What changed
RBI issued a comprehensive Master Direction replacing all previous circulars on counterfeit notes, consolidating instructions under one reference. Key updates include mandatory machine-based authentication for all over-the-counter and bulk tenders, and explicit penalty for failure to impound.
What it means for you
Banks must now ensure every note tendered is machine-checked; no manual bypass allowed. Credit cannot be given for counterfeit notes, and they must be stamped and impounded. This tightens operational discipline and shifts liability to banks for any lapse, with penalties for non-compliance.
What you must do
- Implement mandatory machine-based authentication for all over-the-counter and bulk note tenders.
- Stamp all detected counterfeit notes as 'COUNTERFEIT NOTE' and impound them in a separate register.
- Issue acknowledgement receipts (Annex II) to tenderers and display public notices.
- Report all counterfeit detections to local police and RBI Issue Offices as per prescribed formats.
- Designate a nodal officer and establish a Forged Notes Vigilance Cell at head office.
Who it affects
All scheduled commercial banks, Currency chest operators, Bank branch staff handling cash, Nodal officers for counterfeit detection, Forged Notes Vigilance Cells
What happens if a bank fails to impound a counterfeit note?

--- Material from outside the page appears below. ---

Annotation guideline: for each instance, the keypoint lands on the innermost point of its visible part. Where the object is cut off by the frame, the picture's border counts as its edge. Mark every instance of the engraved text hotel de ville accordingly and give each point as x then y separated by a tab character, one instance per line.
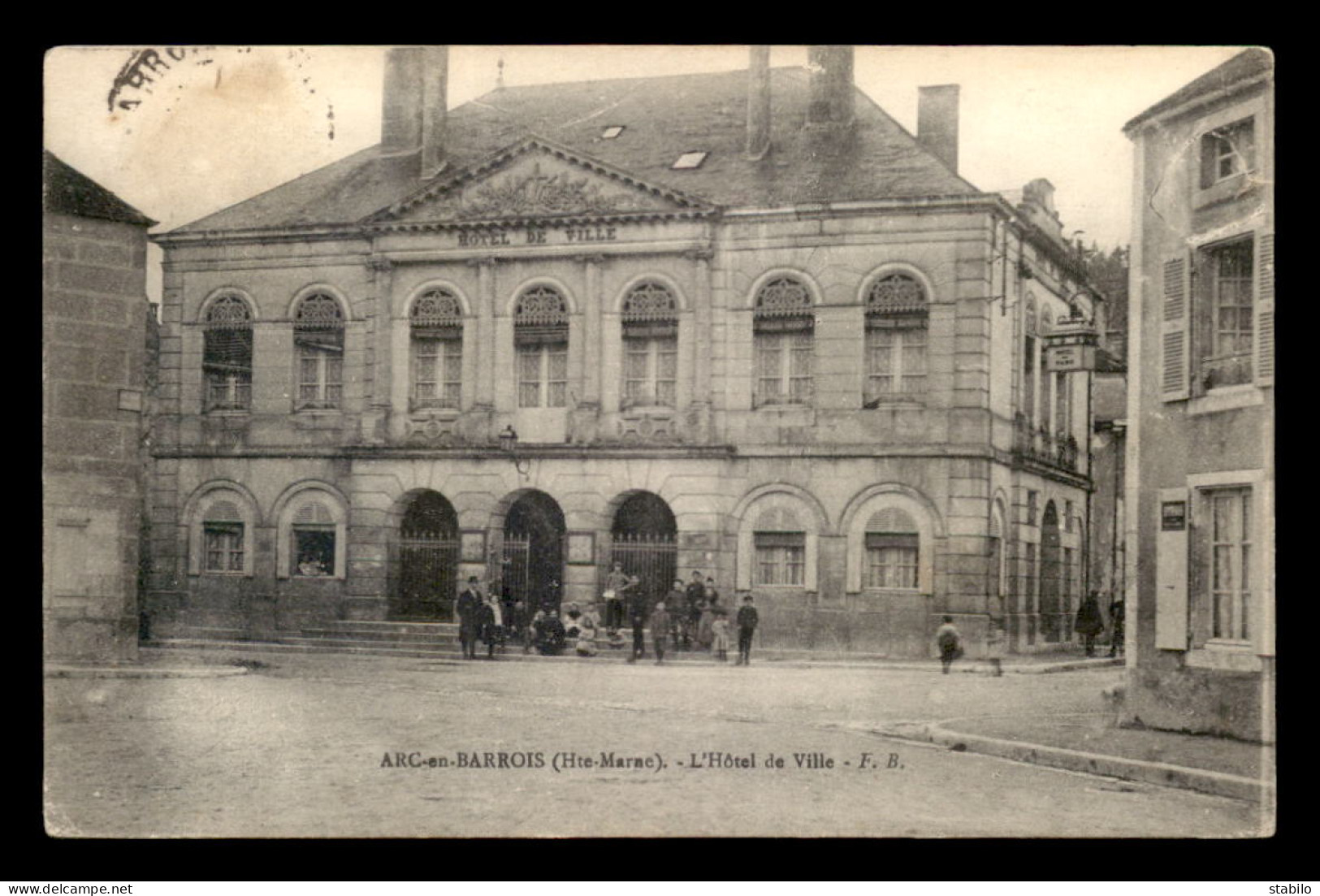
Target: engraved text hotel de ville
614	452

Failure to impound is treated as wilful involvement in circulating counterfeit notes, and RBI will impose penalties on the bank.
Can a customer get credit for a counterfeit note detected at the counter?
No. No credit can be given to the customer's account for any note found counterfeit, whether at the counter or back office.
What reporting is required to RBI under this Master Direction?
Banks must submit monthly reports to RBI Issue Offices on counterfeit notes detected, and half-yearly reports on Forged Notes Vigilance Cell activities.